Ketamine therapy has undergone clinical trials on both sides of the Atlantic. In 2006, the U.S National Institute of Mental Health concluded that a single intravenous dose of ketamine had rapid antidepressant effects. In the UK, doctors did a small study trialling ketamine to treat depression between 2009 and 2014. “Since then we have provided a clinical service to about 400 patients some of whom have continued to take it for 10 years,” says Dr McShane. “About half think it is worth continuing to pay for it.”
However, he called for a new system for monitoring ketamine and other psychedelics. “I think this is possible but it will require cooperation and agreement across lots of different organisations,” says Dr McShane.

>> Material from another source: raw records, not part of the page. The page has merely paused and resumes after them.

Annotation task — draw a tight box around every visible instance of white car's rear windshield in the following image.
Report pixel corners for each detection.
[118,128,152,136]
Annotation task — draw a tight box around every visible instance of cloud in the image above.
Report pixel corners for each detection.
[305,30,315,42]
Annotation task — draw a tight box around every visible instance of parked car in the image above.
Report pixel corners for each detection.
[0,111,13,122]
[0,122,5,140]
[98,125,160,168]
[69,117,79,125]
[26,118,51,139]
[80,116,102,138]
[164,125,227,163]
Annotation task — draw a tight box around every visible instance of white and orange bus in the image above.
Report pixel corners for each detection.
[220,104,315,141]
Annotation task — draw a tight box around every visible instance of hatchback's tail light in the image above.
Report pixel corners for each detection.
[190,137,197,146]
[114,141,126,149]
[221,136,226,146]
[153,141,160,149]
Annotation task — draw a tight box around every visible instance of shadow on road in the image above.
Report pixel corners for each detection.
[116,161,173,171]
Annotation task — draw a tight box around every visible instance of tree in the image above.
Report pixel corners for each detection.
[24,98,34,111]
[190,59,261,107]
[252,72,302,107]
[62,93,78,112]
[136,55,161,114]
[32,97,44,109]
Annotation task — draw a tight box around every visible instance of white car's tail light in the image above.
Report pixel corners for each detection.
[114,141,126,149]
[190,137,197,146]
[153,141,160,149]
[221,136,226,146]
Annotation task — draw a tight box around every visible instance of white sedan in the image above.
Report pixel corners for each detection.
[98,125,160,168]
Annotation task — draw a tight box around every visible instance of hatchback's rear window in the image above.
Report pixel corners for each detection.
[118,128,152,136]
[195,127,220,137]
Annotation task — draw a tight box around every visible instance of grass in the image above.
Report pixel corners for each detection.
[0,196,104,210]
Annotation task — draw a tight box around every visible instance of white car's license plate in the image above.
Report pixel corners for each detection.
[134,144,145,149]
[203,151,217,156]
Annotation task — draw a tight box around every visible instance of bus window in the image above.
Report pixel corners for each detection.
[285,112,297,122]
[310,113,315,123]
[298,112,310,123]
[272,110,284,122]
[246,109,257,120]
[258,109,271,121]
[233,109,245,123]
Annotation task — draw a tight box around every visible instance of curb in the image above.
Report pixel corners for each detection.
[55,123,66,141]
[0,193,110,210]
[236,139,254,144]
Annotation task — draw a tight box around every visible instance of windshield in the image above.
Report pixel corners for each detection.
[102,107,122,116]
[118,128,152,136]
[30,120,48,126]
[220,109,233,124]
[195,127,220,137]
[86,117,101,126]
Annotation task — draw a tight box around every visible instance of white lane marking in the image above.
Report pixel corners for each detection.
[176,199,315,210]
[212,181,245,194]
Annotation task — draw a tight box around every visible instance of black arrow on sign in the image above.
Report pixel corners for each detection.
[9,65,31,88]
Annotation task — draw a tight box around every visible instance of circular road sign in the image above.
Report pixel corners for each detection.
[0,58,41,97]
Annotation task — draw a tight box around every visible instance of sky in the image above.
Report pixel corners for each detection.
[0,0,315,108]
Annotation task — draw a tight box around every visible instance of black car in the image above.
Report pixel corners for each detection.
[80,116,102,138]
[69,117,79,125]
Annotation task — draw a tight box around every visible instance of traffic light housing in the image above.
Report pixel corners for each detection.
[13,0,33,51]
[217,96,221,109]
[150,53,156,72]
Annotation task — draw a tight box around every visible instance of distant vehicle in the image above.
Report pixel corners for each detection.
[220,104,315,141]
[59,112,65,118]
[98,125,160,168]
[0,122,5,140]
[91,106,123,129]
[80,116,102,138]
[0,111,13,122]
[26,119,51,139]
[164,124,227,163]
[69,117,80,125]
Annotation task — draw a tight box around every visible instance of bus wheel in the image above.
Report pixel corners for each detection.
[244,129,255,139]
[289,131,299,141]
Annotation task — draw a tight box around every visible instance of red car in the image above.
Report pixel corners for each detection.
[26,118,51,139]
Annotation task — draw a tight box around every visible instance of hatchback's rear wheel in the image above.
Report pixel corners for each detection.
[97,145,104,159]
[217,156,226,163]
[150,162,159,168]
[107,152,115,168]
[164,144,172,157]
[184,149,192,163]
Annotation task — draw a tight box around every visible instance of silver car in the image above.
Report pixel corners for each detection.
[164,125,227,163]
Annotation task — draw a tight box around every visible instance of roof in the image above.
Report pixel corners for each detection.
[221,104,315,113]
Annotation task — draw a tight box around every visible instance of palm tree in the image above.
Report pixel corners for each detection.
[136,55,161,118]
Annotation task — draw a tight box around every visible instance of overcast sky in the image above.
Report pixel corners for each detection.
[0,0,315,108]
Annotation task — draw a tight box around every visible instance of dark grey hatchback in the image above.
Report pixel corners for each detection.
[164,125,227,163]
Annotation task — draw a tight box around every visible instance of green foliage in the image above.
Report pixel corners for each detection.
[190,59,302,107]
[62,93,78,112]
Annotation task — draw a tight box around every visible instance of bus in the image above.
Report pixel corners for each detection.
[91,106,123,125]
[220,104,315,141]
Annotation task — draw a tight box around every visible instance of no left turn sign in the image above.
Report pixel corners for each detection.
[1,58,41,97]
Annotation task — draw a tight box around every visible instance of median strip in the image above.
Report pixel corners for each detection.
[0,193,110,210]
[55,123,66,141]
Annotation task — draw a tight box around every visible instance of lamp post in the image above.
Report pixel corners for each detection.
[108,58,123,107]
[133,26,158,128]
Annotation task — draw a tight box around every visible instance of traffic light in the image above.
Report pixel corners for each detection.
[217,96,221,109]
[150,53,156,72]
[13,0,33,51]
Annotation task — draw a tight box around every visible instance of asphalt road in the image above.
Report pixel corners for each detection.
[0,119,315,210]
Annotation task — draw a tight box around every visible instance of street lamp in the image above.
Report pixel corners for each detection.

He adds that there is a minimal risk of dependency. “Ketamine is probably about as addictive as vodka,” Dr McShane says. “It all depends how much and how often you take it. Some patients need to increase the dose they take to get the same effect so this is why it needs medical supervision.”
And ‘medical supervision’ is key. Yet, worryingly, there is already a loophole in the US that some people are exploiting: home delivery of ketamine lozenges. Online platforms such as Mindbloom, My Ketamine Home and TrippSitter put clients in touch with psychiatric clinicians certified to prescribe drugs; they then self-administer the drugs at home.
While the research on low-dose ketamine treatment for mood and anxiety disorders is promising, it is, crucially, still in its early stages. For this reason, Dr Fritz Swart, a specialist in neuro-rehabilitation in South Africa, who has experience in addiction medicine and treatment of all types of mental health disorders, is more cautious.
“Ketamine is generally reserved for treatment-resistant depression (TRD) – in other words, depression that doesn’t respond to an adequate period of using antidepressant medication,” says Dr Swart. “The studies that have been done are relatively small and not robust enough to conclude that this treatment is safe. There are gaps in our knowledge of this drug and uncertainty remains about optimal dosing and duration of treatment.”
Specifically, Dr Swart raises alarm bells over the risk of addiction, especially with repeated courses of treatment. “The risk of serious adverse effects, mainly psychosis, which can also lead to suicidal, agitated and aggressive behaviour, is significant,” he notes. “It is therefore contra-indicated in people suffering from mental disorders such as Schizophrenia and severe mood disorders, such as depression or mania with secondary psychosis.”
Liekwise, the Oxford Health NHS Trust notes on its website that “occasionally people experience a worsening in their depressive symptoms and suicidality, which persists for up to two weeks after taking ketamine.”
So, while there is a trend for ketamine therapy to be offered in various practices and clinics, “I personally would not consider this, until more research is done,” says Dr Swart.
So, is ketamine therapy likely to become the next big thing in mental health and more widely accessible? Possibly, but until there is more extensive research and those gaps in knowledge are filled, its future, for now, remains unclear.